The Beginning of the End for Apps

The App Economy has been one of the stand-out successes of our burgeoning digital era. Companies like Apple and Google now generate billions of dollars of revenue from sales of mobile apps, and armies of clever developers have built entire businesses from releasing apps.

But the need for apps has never been lower than today, and looks set to fall forever. As internet bandwidth increases through pervasive 3G/4G and wi-fi access, we are approaching an age where we will be permanently, seamlessly connected to the internet. Broadband access is far from perfect today with many of us living in ‘notspots’ or having to contend with painfully slow home broadband connections. But as all prior technology developments have taught us, things rarely stay this bad forever.

Google is innovating as quickly as anyone in this space.
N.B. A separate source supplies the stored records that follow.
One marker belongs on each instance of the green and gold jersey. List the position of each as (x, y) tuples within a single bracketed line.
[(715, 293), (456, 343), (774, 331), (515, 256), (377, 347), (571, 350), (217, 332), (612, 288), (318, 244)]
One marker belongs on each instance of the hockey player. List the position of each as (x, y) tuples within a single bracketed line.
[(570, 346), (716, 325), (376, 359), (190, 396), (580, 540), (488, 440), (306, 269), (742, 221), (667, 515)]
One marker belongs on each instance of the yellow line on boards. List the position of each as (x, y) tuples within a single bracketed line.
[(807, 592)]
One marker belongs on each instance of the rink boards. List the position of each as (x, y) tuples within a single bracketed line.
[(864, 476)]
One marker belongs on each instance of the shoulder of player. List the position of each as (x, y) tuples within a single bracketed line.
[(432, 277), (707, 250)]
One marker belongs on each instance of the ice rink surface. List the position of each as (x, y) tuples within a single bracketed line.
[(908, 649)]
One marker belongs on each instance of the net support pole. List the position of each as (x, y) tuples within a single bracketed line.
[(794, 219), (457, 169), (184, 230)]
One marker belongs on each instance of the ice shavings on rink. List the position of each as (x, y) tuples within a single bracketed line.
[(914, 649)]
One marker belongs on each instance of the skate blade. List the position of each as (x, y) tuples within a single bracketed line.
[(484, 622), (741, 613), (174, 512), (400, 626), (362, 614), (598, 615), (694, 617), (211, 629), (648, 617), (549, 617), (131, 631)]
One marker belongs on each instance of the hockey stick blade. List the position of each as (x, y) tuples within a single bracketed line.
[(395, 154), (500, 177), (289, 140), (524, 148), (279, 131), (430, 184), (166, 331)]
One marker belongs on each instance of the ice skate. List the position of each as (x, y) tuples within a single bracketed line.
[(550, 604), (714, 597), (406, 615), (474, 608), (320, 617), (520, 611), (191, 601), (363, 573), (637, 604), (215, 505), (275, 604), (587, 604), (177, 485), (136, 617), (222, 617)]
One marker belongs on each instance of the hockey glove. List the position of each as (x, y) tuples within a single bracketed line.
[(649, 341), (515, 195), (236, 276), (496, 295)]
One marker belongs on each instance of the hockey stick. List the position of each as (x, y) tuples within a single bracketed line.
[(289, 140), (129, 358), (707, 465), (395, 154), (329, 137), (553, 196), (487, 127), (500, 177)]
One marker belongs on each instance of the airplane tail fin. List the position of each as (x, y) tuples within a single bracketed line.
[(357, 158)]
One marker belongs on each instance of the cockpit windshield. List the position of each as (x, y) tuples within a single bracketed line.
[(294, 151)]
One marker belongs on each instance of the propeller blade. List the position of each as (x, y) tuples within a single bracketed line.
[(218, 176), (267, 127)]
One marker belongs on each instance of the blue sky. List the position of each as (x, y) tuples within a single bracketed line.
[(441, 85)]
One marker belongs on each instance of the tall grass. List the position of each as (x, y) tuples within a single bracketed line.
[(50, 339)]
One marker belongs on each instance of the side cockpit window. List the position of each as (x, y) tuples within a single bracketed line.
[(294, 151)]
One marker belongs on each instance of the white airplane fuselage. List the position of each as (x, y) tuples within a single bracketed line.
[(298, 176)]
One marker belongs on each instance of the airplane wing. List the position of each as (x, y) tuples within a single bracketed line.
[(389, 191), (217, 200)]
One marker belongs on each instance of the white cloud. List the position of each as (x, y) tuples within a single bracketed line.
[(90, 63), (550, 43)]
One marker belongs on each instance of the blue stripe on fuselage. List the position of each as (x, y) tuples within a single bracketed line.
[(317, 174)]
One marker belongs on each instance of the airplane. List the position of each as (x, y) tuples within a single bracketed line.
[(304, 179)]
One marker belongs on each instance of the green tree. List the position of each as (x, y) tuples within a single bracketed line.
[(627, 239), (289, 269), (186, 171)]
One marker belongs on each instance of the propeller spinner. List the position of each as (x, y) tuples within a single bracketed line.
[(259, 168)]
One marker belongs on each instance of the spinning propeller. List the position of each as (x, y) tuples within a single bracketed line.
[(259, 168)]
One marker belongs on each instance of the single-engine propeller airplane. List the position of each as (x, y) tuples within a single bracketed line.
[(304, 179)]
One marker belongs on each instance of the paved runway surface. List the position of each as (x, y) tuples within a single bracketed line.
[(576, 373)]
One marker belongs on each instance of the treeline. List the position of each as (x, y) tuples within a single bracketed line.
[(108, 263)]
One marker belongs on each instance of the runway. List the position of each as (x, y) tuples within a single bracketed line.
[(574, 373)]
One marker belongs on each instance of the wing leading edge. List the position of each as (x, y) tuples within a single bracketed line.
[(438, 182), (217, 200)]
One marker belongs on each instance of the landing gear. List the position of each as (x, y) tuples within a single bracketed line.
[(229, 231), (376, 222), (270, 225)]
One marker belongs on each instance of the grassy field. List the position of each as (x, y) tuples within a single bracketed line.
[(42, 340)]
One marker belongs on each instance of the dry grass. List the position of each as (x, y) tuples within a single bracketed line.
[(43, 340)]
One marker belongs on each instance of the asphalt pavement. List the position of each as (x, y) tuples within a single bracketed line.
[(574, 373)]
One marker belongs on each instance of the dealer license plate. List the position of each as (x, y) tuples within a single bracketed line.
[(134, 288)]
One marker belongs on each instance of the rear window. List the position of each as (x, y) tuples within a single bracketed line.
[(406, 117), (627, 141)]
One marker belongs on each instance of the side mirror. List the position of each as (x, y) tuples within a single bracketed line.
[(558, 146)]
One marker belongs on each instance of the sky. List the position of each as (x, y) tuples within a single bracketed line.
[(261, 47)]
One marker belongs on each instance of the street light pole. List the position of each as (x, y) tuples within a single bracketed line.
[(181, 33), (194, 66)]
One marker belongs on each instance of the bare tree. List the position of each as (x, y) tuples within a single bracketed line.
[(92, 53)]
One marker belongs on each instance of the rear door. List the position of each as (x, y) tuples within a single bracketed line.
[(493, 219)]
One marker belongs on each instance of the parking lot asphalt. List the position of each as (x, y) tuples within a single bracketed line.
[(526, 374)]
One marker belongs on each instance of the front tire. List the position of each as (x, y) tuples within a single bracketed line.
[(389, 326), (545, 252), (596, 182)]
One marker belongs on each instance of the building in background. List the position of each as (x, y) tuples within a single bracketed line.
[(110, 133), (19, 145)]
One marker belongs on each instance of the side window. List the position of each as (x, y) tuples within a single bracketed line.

Already, more than half of all Google searches take place on mobile devices and the company is exploring new ways to surface the best results for every search. One major issue today is that a huge amount of great content is currently buried inside dedicated apps, but Google search results can only point us to webpage-based resources, not directly into an app that we do not have installed. The solution though is close at hand…

Google started indexing the content of apps in 2013. Since then, it’s built a vast library of fresh digital content, much of which cannot be easily found on the open web because developers have locked it deep inside their apps. Starting soon, you’ll see some “app-first” content in your search results, like hotel availability in your local area from the HotelTonight app. In the past, the only way you’d have found this content would be to anticipate the need (for a hotel room), locate and install the right app (to find a local hotel room), then search within the app (to find and book that hotel room you desperately need!). Very soon, the answers will be no more than a click away in your nearest Google search bar.

Streaming App Content into Search Results

Initially app-based results will be restricted to a few selected apps. Google will decide if and how to scale their indexing based on consumer take-up of the results.

But what does this mean for the app economy? Well, in the near-term, probably not very much. We still need apps for essential needs because we cannot always rely on a fast, reliable internet connection. However, as our access to bandwidth improves, as our tolerance of apps that only serve a narrow set of requirements falls (like hotel availability for this evening!), and as our desire to simply get instant answers when we want them grows, so our appetite for apps will diminish. And with 5G mobile internet speeds in excess of 10,000Mbps just a few years on the horizon (compared to around 20Mbps with 4G today) things look set to change radically in the coming decade.

Google’s app content indexing is a fascinating development and may prove to be the first building block in the post app era where all information comes to us instantly, streamed on demand. One to watch with interest.